Analyzing PBMC scATAC-seq

We will then analyze an scATAC-seq data of adult mouse brain. You can download the data to be loaded into Seurat/Signac from given directory”C:/STAT646/Rcode/HW3_data”. Process the scATAC-seq, compute the gene activity matrix, and then perform cell-type label transfer from scRNA-seq (allen brain.rds) to scATAC-seq and provide visualization. Note that you will need to use the EnsDb.Mmusculus.v79 annotation package for the mouse mm10 genome.

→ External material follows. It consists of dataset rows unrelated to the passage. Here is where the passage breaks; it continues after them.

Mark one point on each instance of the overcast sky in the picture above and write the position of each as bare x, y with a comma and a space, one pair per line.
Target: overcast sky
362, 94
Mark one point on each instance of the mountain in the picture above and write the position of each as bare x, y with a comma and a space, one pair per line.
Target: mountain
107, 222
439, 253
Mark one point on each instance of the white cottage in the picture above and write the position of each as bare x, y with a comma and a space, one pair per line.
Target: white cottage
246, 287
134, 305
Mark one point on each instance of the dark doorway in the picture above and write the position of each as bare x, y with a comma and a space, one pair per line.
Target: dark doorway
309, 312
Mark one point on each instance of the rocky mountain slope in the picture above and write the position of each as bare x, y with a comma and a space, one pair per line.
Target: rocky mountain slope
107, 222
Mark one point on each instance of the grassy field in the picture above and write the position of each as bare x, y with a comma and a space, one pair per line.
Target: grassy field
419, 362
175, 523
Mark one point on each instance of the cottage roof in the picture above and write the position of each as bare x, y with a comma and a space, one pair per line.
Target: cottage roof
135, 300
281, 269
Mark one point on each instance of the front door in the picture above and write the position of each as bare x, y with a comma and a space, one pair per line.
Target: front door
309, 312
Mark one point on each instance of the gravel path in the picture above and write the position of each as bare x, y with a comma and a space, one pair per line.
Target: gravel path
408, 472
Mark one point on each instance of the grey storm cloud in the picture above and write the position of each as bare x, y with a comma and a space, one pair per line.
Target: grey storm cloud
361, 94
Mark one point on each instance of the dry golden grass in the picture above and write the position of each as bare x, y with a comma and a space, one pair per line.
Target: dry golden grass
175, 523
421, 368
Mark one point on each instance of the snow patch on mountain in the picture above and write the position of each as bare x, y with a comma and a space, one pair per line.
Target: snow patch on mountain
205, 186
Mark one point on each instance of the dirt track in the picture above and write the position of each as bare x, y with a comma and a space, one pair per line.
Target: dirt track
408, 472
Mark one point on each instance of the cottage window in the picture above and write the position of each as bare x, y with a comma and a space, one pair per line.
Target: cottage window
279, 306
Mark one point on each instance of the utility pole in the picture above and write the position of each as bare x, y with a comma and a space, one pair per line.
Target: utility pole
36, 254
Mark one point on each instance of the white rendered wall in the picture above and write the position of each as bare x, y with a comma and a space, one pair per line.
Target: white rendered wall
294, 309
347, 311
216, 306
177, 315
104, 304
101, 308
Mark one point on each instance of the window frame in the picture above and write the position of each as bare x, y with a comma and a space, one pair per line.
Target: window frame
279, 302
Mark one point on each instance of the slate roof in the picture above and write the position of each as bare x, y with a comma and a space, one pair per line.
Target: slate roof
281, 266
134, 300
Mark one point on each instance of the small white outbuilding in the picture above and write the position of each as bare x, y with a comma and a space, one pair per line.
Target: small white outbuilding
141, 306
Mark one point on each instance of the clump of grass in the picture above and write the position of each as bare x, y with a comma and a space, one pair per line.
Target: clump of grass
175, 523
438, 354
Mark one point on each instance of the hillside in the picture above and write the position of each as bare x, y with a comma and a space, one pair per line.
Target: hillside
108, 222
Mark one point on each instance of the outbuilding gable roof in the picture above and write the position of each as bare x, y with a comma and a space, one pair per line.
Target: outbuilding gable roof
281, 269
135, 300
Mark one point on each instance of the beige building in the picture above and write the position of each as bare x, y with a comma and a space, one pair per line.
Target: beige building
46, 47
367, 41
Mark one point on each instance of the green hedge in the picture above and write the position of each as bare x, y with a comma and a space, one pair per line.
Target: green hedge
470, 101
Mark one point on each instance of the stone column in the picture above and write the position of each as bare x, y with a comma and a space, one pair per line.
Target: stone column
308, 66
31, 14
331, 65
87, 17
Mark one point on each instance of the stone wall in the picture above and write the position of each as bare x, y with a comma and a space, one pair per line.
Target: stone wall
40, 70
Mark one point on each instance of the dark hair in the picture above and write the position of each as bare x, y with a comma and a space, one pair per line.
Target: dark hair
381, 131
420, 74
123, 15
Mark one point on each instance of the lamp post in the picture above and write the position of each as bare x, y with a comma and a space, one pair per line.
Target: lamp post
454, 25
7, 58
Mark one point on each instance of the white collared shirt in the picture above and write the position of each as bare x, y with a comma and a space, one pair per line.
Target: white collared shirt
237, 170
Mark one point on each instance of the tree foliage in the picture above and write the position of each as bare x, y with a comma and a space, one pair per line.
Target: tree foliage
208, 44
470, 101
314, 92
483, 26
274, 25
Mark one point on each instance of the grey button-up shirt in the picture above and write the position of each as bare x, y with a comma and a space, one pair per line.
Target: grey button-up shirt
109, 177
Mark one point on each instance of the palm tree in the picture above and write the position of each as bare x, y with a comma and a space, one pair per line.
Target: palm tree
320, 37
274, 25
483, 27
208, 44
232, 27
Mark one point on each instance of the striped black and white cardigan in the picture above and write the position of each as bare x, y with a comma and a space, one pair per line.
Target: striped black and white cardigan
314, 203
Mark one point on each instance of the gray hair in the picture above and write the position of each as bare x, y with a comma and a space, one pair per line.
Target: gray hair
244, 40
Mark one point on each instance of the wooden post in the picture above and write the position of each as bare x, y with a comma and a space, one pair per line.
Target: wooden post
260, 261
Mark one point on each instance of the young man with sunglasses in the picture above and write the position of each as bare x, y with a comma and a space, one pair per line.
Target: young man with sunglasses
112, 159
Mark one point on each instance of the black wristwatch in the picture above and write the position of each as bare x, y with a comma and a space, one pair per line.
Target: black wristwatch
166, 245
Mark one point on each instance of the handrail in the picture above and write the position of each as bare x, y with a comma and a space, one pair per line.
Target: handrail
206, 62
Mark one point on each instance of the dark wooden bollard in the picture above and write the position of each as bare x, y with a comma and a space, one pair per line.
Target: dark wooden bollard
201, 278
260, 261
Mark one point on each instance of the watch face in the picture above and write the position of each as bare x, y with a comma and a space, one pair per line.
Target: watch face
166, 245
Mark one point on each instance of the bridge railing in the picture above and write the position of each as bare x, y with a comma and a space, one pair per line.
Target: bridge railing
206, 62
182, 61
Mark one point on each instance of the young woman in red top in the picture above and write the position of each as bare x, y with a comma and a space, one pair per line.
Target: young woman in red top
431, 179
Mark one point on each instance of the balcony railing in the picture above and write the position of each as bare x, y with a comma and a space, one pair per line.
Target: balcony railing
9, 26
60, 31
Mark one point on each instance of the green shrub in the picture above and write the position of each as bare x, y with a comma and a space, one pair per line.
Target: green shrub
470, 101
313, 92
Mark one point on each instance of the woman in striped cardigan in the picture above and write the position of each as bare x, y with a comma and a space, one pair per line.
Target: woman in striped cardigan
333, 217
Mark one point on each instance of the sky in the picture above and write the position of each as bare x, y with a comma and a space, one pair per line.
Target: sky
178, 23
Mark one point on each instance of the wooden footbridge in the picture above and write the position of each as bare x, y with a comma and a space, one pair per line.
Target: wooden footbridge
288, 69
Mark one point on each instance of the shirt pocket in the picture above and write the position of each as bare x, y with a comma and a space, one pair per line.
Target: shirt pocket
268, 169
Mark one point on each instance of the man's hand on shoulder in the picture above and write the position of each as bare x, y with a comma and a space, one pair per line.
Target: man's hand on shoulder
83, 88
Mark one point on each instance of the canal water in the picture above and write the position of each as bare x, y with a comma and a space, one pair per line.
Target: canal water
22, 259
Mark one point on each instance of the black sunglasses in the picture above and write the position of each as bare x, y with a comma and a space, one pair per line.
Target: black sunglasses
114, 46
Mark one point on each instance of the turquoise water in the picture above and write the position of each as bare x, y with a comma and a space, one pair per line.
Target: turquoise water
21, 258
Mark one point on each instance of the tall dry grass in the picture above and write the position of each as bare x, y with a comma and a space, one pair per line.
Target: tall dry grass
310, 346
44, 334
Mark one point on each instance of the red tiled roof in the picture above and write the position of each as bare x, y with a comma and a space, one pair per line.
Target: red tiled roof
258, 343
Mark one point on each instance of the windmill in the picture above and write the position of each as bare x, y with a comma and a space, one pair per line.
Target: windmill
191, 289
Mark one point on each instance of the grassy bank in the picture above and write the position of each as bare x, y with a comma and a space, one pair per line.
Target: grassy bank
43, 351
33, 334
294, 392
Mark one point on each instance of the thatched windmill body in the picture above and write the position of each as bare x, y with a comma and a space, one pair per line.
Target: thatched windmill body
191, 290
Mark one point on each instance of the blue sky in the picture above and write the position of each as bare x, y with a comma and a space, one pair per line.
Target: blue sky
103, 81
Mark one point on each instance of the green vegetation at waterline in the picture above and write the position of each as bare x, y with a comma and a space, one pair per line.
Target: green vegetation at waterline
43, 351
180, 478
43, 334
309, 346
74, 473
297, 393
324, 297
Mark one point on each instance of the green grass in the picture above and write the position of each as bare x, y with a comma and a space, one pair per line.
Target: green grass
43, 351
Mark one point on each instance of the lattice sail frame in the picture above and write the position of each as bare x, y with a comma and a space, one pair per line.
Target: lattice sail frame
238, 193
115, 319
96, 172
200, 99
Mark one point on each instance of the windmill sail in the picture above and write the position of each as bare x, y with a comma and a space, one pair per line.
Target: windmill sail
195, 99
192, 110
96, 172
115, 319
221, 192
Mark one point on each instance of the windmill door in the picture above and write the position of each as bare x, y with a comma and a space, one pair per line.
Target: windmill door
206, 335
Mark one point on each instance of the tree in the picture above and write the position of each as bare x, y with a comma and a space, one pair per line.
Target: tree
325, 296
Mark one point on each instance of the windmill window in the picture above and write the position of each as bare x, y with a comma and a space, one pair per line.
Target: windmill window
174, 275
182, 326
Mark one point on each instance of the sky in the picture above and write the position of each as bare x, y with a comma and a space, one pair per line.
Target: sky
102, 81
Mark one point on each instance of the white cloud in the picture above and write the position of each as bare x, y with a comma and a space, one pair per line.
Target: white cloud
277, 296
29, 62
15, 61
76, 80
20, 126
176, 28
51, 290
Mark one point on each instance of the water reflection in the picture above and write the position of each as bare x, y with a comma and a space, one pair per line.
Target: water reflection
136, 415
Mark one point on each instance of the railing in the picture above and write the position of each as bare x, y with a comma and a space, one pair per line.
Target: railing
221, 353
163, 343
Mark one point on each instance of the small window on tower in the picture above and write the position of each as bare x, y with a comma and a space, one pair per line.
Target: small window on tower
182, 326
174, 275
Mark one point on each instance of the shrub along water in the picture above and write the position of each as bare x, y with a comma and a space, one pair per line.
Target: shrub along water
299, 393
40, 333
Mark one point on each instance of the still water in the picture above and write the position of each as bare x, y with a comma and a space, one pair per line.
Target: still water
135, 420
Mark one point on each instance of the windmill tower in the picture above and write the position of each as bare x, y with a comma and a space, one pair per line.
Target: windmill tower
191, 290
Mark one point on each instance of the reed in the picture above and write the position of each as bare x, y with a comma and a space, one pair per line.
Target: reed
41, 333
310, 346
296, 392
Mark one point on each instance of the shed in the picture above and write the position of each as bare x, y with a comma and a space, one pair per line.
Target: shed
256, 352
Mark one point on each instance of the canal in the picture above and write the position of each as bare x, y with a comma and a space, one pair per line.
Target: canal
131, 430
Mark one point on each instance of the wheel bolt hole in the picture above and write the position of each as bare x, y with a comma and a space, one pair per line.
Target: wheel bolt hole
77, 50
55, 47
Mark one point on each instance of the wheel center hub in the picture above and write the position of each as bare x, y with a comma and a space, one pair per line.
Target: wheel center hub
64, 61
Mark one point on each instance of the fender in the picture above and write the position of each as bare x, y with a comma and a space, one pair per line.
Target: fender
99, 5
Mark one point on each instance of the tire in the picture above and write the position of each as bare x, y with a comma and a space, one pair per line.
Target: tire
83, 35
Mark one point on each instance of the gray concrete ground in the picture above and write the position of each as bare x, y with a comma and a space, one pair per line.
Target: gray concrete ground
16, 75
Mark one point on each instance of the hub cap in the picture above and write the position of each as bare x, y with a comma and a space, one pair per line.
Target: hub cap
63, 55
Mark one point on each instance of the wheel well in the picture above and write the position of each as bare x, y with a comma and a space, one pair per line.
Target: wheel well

First load in Signac, Seurat, and some other packages we will be using for analyzing human data.

if (!requireNamespace("EnsDb.Mmusculus.v79", quietly = TRUE))
    BiocManager::install("EnsDb.Mmusculus.v79")

if (!requireNamespace("BiocManager", quietly = TRUE))
    install.packages("BiocManager")
BiocManager::install("biovizBase")

## Bioconductor version 3.18 (BiocManager 1.30.22), R 4.3.2 (2023-10-31 ucrt)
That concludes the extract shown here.